Startups (or smaller companies that don't have the resources of a FAANG recruiting operation) post the job openings they have and the requirements they need, first. Then, as students start applying through SharpestMinds, the startup matches up their skillset with the requirements of the company that posted their job. Once that's matched up through a number of tracking tools, they're interviewed, and then placed to work on some problems early on. Think of it as a kind of trial run (or a set of practice problems) with a company that's trying to get something into production and out the door. It's not fitted directly to some sort of key-performance indicator, but it's a good way to let startups get a feel for the candidate.

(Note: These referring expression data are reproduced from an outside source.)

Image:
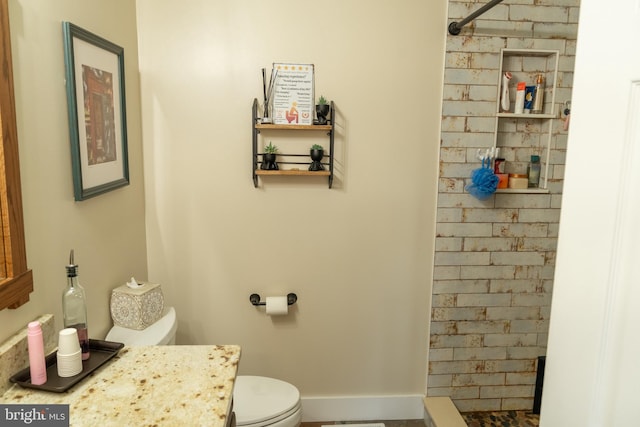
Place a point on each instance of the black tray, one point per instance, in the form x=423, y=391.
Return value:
x=101, y=352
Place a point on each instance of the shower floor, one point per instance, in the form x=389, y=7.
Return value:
x=501, y=419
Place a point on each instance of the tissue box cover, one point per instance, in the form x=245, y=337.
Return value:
x=136, y=308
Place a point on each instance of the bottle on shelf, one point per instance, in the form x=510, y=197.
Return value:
x=539, y=95
x=533, y=172
x=74, y=307
x=35, y=345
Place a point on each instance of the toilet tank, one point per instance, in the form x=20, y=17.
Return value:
x=162, y=332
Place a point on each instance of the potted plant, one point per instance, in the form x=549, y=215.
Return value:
x=322, y=111
x=317, y=153
x=269, y=157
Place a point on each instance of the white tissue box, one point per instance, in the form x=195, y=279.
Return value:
x=137, y=308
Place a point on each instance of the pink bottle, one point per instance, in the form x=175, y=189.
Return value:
x=35, y=343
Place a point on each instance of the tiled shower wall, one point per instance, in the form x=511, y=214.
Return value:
x=494, y=259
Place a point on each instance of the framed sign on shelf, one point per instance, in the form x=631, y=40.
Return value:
x=97, y=113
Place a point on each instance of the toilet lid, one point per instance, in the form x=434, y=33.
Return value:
x=256, y=399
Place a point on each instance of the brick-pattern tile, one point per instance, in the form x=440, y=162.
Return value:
x=494, y=259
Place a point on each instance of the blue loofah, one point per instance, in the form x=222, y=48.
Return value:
x=483, y=182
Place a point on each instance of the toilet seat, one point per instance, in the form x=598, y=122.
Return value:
x=262, y=401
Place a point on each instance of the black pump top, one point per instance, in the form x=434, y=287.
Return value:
x=72, y=269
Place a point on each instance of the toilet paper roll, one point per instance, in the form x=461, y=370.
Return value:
x=277, y=306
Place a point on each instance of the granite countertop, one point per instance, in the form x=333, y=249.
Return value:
x=149, y=385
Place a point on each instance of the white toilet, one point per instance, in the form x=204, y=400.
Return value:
x=257, y=401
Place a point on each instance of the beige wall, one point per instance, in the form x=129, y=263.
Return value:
x=359, y=256
x=107, y=232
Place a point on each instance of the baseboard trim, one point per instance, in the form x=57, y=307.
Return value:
x=362, y=408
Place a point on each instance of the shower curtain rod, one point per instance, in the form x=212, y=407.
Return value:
x=455, y=27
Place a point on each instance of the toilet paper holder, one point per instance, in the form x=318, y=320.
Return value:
x=255, y=299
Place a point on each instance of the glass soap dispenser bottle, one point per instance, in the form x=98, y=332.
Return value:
x=74, y=307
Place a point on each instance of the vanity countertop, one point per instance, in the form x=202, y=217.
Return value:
x=149, y=385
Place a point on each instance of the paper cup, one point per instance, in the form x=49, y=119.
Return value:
x=69, y=365
x=68, y=343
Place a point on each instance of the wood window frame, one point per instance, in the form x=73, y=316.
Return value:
x=16, y=280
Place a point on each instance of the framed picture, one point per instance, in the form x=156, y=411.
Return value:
x=97, y=113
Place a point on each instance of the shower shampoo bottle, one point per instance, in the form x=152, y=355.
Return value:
x=74, y=307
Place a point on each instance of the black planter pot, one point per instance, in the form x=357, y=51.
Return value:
x=322, y=111
x=269, y=162
x=316, y=156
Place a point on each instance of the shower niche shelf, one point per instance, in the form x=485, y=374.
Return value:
x=294, y=166
x=520, y=135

If that all works out, the startup gets early access to someone who they've already worked with and already knows the system. That could offer a huge edge in recruiting as not only does the startup determine if the candidate is a technical and cultural fit, but the student has an opportunity to do a trial run — and if they like it, they might have a preference over a company like a Facebook or Google. That startup might not offer the capacity to run a test against tens of millions of people, but they might be able to offer a value proposition for a problem that the candidate is passionate about, and then get them on board. The placement program still doesn't encourage students to drop out, as is the sort of tradition in Silicon Valley.

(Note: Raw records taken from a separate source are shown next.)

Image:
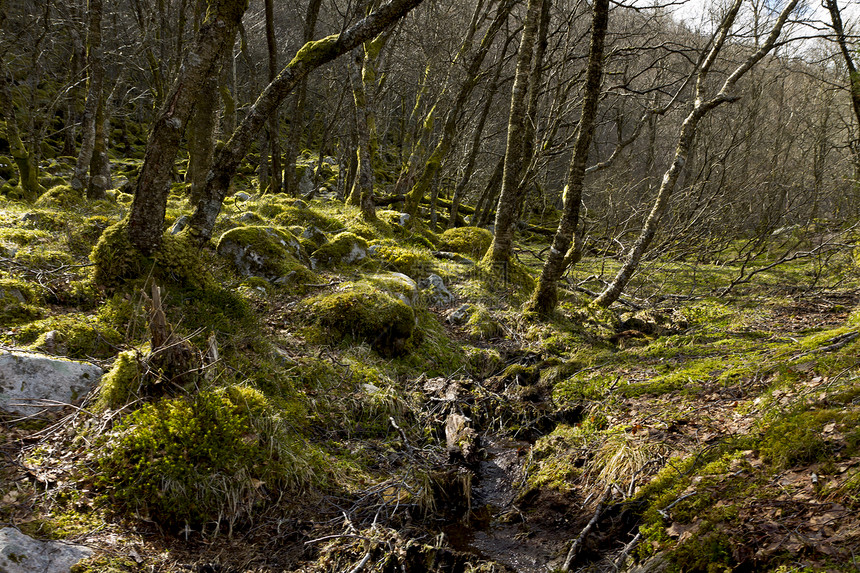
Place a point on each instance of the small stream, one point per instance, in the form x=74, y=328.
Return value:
x=496, y=529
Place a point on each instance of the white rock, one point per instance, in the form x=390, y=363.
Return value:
x=28, y=378
x=20, y=553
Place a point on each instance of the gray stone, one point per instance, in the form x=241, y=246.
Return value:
x=20, y=553
x=180, y=224
x=28, y=378
x=438, y=294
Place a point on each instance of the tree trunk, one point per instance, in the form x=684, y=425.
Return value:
x=310, y=57
x=506, y=210
x=146, y=219
x=201, y=139
x=95, y=87
x=701, y=108
x=545, y=296
x=275, y=121
x=296, y=114
x=450, y=130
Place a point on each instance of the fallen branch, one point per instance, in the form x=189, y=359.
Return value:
x=577, y=544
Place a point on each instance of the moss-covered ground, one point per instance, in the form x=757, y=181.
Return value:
x=719, y=428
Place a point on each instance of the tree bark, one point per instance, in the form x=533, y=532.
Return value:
x=308, y=58
x=275, y=121
x=701, y=107
x=545, y=296
x=450, y=130
x=506, y=210
x=296, y=114
x=95, y=87
x=146, y=219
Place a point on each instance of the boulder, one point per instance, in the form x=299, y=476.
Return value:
x=343, y=248
x=267, y=252
x=436, y=291
x=20, y=553
x=27, y=378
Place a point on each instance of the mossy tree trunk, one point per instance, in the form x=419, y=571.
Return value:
x=100, y=180
x=297, y=110
x=363, y=77
x=146, y=220
x=201, y=138
x=95, y=87
x=701, y=107
x=274, y=130
x=508, y=205
x=452, y=119
x=28, y=174
x=311, y=56
x=544, y=298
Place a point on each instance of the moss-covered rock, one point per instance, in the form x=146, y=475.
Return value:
x=60, y=197
x=177, y=261
x=343, y=248
x=268, y=252
x=207, y=458
x=19, y=301
x=364, y=313
x=73, y=335
x=472, y=241
x=121, y=383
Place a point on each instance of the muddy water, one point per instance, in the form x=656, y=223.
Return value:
x=496, y=529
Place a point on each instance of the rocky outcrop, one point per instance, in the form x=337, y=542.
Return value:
x=29, y=382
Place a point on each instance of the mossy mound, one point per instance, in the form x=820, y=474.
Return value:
x=268, y=252
x=471, y=241
x=121, y=383
x=72, y=335
x=177, y=261
x=343, y=248
x=412, y=261
x=208, y=458
x=364, y=313
x=19, y=301
x=60, y=197
x=306, y=217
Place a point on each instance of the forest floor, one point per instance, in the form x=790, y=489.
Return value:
x=694, y=433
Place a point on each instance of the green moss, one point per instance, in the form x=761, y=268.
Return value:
x=19, y=301
x=364, y=313
x=472, y=241
x=343, y=248
x=121, y=383
x=77, y=336
x=177, y=261
x=61, y=197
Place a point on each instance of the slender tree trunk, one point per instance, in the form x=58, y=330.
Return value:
x=275, y=121
x=28, y=175
x=297, y=112
x=701, y=107
x=146, y=219
x=95, y=87
x=450, y=130
x=545, y=296
x=309, y=57
x=506, y=210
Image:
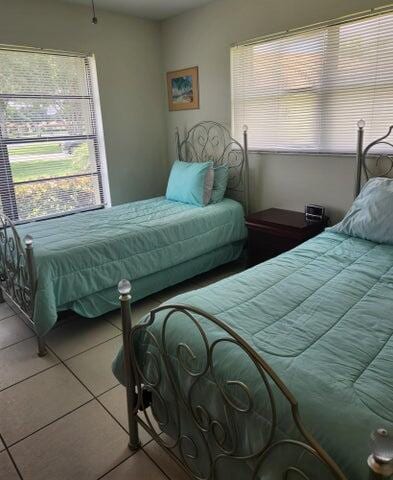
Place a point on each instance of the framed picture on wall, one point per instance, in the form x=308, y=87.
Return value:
x=183, y=89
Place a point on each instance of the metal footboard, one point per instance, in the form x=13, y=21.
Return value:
x=180, y=380
x=18, y=280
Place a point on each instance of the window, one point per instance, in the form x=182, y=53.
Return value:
x=51, y=152
x=306, y=91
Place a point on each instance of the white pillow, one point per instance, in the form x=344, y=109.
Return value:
x=370, y=216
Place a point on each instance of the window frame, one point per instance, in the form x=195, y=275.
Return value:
x=7, y=189
x=321, y=93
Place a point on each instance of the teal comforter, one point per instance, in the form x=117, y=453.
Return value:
x=322, y=316
x=79, y=255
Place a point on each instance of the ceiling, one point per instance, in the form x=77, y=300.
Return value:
x=154, y=9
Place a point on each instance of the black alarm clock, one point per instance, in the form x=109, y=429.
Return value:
x=314, y=213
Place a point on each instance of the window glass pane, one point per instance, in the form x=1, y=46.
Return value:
x=307, y=91
x=50, y=156
x=42, y=74
x=51, y=197
x=35, y=118
x=34, y=161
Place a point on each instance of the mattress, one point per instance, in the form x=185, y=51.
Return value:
x=321, y=316
x=83, y=254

"In practice, it depends on what the masters or Ph. D. is in," Edouard Harris said. "It turns out that speaking candidly about my own background, Physics is not the best way to get ready for industry. It's possible that if you're doing a Ph. D. in physics, the transition to industry might actually be your best move. For some people we don't people encourage directly to drop out. It has happened for one or two companies."
That so-called switcher problem is one of the hardest to solve. The industry is often seen a starved for talent in a number of areas like data science and machine learning, especially as more and more companies look to devote resources to those parts of their technology stack. The above-mentioned Ph. D. in quantum mechanics may not have the technical background that a startup critically needs, but at the same time they may also have a number of pet projects and have the capability to learn the skills on the job — and do so quickly, meaning the startups can have a short training ramp-up for them. That not only gets them AI talent, but gets it before they are even on the radar of a Google or Facebook.
And that's also part of the potential appeal for SharpestMinds among students and one that hopefully gets applications in the door, Jeremie Harris said. Getting real-world experience is often the best way to get started, especially if academia hasn't caught up with the problems that startups now face that only apply a part of what a degree might entail. For Jeremie Harris, that a-ha moment came when a student passed by his graduate office, and talked about how they wanted to work with them on an image recognition startup because they just wanted to get their hands dirty. And when a student applies to a job and they don't get it, SharpestMinds will reach out to the candidate that did get the job and they'll do a sort of Q&A session.
To be sure, there's a lot of competition in the recruiting space in Silicon Valley. There are tools like Headstart, which aim to analyze candidates and try to determine the best fit. As these companies get a bigger and bigger pool of data, they might be able to identify talent and that switcher group that has the skills but not the resume. But as both of them have backgrounds as graduate students, and a lot of first-hand experience dealing with the problem, Jeremie and Edouard Harris hope they can build up a big enough cohort of students that the solution will start to be more and more efficient.
"You have people that don't know what it takes to get industry ready, or what should be next," Jeremie Harris said. "It's all over my [LinkedIn] feed, there are data scientists prognosticating how I became a data scientist, and people gobble this up. The amount of traffic dedicated to talk about what you should do to become a data scientist in insane. We realize that's a reflection of the uncertainty of potential hires."